Il Modello alla base di Stable Diffusion è un modello di diffusione probabilistica (Diffusion Probabilistic Model), originariamente utilizzato per rimuovere il “rumore” dalle immagini e successivamente potenziato per sintetizzare nuove immagini. Lavora su un sistema di forward diffusion, un processo iterativo in cui lancia pixel a caso fino a ottenere un risultato simile al rumore bianco, e di reverse diffusion in cui cerca di sistemare il casino che lei stessa a creato, incidentamente creando un’immagine originale che non è mai esistita.

Esiste però un altro sistema che è utile analizzare per capire l’approccio generale delle Intelligenze Artificiali Generative e si tratta di una delle invenzioni più strutturalmente malvagie del nostro tempo: il Generative Adversarial Network (GAN).

Anche più malvagia di loro.

Si tratta di sistemi composti generalmente da due reti neurali che operano in simbiosi: una prima rete che chiameremo il Brutto e una seconda rete che chiameremo il Cattivo.

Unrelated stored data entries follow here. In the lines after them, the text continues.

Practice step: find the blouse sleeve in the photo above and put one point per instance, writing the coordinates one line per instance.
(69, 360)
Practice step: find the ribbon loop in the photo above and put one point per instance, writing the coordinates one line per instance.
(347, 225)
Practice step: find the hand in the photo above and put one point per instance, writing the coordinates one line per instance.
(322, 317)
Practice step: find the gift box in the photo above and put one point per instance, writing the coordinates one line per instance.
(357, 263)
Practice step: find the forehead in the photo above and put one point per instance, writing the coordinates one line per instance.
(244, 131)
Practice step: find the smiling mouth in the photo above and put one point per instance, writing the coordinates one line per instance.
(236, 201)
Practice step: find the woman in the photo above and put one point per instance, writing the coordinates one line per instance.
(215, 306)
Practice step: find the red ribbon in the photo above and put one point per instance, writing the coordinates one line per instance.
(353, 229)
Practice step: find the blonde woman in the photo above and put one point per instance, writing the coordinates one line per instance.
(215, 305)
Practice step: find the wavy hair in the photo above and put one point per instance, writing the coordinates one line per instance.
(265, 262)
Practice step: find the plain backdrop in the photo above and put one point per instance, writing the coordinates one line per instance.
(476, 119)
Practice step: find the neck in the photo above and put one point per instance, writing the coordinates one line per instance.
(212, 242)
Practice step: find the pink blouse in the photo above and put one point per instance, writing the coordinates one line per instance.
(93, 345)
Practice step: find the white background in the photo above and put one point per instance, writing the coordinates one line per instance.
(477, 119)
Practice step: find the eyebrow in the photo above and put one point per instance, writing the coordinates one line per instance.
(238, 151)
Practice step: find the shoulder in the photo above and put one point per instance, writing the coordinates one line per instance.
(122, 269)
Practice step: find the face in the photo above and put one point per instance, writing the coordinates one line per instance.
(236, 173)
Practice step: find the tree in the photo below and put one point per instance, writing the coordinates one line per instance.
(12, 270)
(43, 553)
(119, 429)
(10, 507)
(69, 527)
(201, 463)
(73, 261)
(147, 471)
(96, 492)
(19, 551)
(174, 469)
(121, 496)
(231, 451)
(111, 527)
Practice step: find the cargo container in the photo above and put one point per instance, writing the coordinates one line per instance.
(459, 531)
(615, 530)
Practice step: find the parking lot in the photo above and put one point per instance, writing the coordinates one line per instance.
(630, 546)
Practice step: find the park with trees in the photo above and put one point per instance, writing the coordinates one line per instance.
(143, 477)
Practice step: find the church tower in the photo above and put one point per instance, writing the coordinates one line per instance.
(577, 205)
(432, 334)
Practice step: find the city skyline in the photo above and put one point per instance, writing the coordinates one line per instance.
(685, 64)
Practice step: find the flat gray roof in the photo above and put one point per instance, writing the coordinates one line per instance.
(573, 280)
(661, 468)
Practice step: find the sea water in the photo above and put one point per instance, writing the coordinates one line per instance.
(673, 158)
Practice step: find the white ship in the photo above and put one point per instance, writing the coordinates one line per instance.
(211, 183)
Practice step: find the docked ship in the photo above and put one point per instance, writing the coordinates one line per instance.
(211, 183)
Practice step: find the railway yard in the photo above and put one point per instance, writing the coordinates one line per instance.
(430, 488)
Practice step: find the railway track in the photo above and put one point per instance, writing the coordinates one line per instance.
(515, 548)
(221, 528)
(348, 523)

La prima rete, il Brutto, è chiamata discriminatore e ha il compito di distinguere se un determinato input sia originale o falso, e viene premiata quando indovina correttamente.
La seconda rete neurale, il Cattivo, è avversaria della prima: deve creare falsi da presentare al discriminatore per ingannarlo, e viene premiata quando riesce a ingannare la prima.
Si tratta, come potete immaginare, di reti che operano nell’ambito del Reinforcement Learning, perché la loro prestazione è sottoposta a sistemi di rinforzo tramite premio. La “ricompensa” non è da intendersi in senso letterale, ovviamente: nessuno è pagato per dare caramelle agli algoritmi (almeno spero). Si tratta di un incremento di una funzione matematica che funge da punteggio che le reti cercano di massimizzare. Questa simbiosi crea una competizione tra due avversari che cercano di superarsi a vicenda.

Come loro.

All’inizio della fase di addestramento, le informazioni generate dalla rete falsaria saranno facilmente riconoscibili come false. Con il progredire dell’addestramento, però, il rinforzo la indirizzerà a produrre informazioni che sempre più spesso riescono a ingannare il discriminatore. L’obiettivo è che la qualità di informazioni false sia quasi indistinguibile da quella delle informazioni reali.

Cosa potrebbe mai andare storto?

E la Creatività Trasformativa?

Il punto è: saremmo in grado di riconoscerla, quando dimostrata dalla macchina, o la derubricheremmo come un malfunzionamento del modello?

Secondo Lev Manovich ed Emanuele Arielli, la somiglianza del prodotto di un’Intelligenza Artificiale al prodotto generato dalla creatività umana non dovrebbe proprio essere il becnhmark da considerare per giudicarne la creatività, anche perché ogni volta che poniamo un benchmark di somiglianza, e la macchina si dimostra in grado di raggiungerlo, l’umano sposta il becnhmark.

Quando un’Intelligenza Artificiale ha vinto a dama, abbiamo detto che non avrebbe mai potuto vincere a scacchi.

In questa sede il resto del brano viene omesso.